AUDIENCE MEMBER: Hi, Ben Sherber (PH), Topeka, Kansas. Just want to say, Warren and Charlie, thank you again for hosting us all. This is a great event.
WARREN BUFFETT: Thank you.
AUDIENCE MEMBER: My question is about the recent decision to sell shares back of Phillips 66. Not to put you on the hot seat. But right after that, share prices jumped up about $22 a share.
You mentioned at the time that there’s some regulatory requirements if you own over 10 percent of a company. Could you talk about the factors that go into how you decide whether to retain more than that or get under that threshold? And then what are your thoughts long-term on Phillips 66, like, their business mid-stream refining?
WARREN BUFFETT: Yeah, well, it was the City Service preferred of last year. (Laughter)
We sold the stock at around 93 or ’4. And it’s probably 115 now. But we own just under 10 percent of the company. And the more Ted [Weschler] and Todd [Combs] and I think about various problems connected with regulatory problems and trading problems and so on, overwhelmingly we will stick below 10 percent on marketable security holdings.
We’ve done it with the airlines. Now that does not mean we’re going to reduce our holdings in American Express or anything of the sort.
But — and Greg Garland has done a great job at Phillips 66. We’ve had very good relations with the company. They’re very — he’s a very, very, very experienced and sensible manager.
But I did decide that I wanted to be below 10 percent in that holding. And we, like I say, we’ll stay just slightly under 10 percent of Wells Fargo.
We’ve actually sold a few shares just to stay below 10 percent in the case, I think, of both American Airlines and United Continental.
Unless there’s something unusual we’re going to stay under ten. But we have nine and a significant fraction percent of Phillips. And I think they’ve been good at operations. I think they’ve been good at capital allocation.
We traded them a business — we traded them stock for a business some years ago, which has been a very nice business that we’ve retained in operation.
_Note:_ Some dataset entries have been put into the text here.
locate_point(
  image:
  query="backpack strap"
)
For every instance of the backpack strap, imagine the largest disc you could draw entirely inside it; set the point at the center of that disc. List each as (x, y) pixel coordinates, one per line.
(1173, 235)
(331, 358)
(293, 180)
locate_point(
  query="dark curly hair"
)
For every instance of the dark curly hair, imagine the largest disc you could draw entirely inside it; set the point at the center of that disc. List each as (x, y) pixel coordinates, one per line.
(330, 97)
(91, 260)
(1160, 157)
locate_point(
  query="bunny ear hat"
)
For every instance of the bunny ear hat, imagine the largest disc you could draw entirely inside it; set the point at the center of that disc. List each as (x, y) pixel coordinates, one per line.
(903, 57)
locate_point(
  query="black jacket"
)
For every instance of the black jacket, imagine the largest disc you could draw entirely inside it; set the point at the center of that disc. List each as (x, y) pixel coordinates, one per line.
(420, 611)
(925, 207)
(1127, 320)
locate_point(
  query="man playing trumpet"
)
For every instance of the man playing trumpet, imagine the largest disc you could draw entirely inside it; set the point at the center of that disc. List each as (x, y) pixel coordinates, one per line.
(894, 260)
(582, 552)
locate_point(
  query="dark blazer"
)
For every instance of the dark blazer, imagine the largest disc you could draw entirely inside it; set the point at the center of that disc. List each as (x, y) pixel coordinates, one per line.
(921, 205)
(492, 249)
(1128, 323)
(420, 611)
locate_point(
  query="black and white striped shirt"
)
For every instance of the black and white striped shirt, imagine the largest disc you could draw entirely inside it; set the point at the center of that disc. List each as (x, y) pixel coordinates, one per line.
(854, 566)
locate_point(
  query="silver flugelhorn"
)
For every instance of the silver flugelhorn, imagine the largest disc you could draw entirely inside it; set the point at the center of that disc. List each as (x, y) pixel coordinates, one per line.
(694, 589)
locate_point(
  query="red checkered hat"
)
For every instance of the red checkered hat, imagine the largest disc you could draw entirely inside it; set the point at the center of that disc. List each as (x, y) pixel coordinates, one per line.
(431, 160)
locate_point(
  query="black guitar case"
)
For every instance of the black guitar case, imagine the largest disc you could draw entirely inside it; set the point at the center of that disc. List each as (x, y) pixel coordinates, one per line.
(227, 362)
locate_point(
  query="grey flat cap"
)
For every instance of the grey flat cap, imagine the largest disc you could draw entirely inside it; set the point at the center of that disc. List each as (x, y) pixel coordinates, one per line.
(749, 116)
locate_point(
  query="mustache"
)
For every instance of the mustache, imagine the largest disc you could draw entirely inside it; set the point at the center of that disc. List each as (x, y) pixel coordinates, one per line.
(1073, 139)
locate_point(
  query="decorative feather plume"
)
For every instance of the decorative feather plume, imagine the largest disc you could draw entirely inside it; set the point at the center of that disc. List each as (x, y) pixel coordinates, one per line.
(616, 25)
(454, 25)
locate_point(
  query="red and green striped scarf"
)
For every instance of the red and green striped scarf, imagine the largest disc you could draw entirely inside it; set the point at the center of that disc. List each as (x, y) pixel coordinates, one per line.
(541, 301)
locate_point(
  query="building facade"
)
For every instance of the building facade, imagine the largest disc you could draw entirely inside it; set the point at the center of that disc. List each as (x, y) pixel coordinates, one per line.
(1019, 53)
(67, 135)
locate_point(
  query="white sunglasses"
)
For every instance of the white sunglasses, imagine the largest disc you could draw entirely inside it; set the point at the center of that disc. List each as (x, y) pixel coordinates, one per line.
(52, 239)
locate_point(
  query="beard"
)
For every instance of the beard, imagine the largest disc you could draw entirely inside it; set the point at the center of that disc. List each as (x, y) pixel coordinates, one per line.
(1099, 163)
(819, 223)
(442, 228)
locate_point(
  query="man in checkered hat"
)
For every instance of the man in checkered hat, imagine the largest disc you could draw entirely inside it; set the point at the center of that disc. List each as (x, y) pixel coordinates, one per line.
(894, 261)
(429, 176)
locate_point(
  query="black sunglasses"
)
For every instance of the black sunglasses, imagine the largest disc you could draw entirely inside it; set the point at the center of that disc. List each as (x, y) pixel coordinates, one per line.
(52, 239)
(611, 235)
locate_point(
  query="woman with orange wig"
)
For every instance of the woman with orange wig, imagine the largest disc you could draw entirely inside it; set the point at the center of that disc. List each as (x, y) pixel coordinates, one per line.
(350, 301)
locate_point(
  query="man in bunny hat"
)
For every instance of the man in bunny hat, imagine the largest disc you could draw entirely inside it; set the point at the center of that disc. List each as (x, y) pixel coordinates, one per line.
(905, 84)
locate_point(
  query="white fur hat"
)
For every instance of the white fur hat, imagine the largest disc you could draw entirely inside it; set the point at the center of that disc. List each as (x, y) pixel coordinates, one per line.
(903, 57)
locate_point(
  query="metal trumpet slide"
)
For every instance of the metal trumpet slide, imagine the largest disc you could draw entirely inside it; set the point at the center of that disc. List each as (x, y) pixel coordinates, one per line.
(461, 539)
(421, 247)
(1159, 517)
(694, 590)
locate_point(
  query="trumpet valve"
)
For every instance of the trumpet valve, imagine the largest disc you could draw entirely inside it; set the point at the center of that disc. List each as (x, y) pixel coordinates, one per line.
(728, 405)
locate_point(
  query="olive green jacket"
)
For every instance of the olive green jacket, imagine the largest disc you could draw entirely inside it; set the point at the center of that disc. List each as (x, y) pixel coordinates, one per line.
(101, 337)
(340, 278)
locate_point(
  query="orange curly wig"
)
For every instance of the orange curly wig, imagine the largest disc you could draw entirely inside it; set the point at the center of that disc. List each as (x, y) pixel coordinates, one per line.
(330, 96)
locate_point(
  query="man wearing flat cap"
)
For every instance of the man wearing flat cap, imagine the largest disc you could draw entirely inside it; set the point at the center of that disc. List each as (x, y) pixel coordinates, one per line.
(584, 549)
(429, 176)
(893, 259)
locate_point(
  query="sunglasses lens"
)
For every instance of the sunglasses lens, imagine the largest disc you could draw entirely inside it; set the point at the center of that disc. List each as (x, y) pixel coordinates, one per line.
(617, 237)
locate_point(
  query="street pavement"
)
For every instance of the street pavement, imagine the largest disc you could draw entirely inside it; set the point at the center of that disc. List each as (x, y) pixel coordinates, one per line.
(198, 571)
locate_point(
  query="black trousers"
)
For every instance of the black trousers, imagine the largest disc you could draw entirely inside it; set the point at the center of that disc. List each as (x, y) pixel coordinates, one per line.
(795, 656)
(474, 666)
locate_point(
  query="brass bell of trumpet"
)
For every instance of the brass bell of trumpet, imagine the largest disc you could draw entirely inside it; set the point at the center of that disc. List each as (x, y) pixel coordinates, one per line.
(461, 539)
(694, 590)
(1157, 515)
So we’ve got a lot of money still in Phillips. And I wish I’d made the deal at a higher price. But we made money on what we sold and we accomplished an objective.
Charlie?
CHARLIE MUNGER: Well, we like the subsidiary [Phillips Specialty Products] we traded the stock for. (Laughter)
WARREN BUFFETT: I missed that —
CHARLIE MUNGER: We traded the stock for a subsidiary.
WARREN BUFFETT: Yeah, well, yeah.
CHARLIE MUNGER: We like the subsidiary.
WARREN BUFFETT: Oh yeah. Well, it improved —
CHARLIE MUNGER: It isn’t like the stock went away for nothing.
WARREN BUFFETT: Yeah. Yeah, actually we’ve done pretty well with Phillips.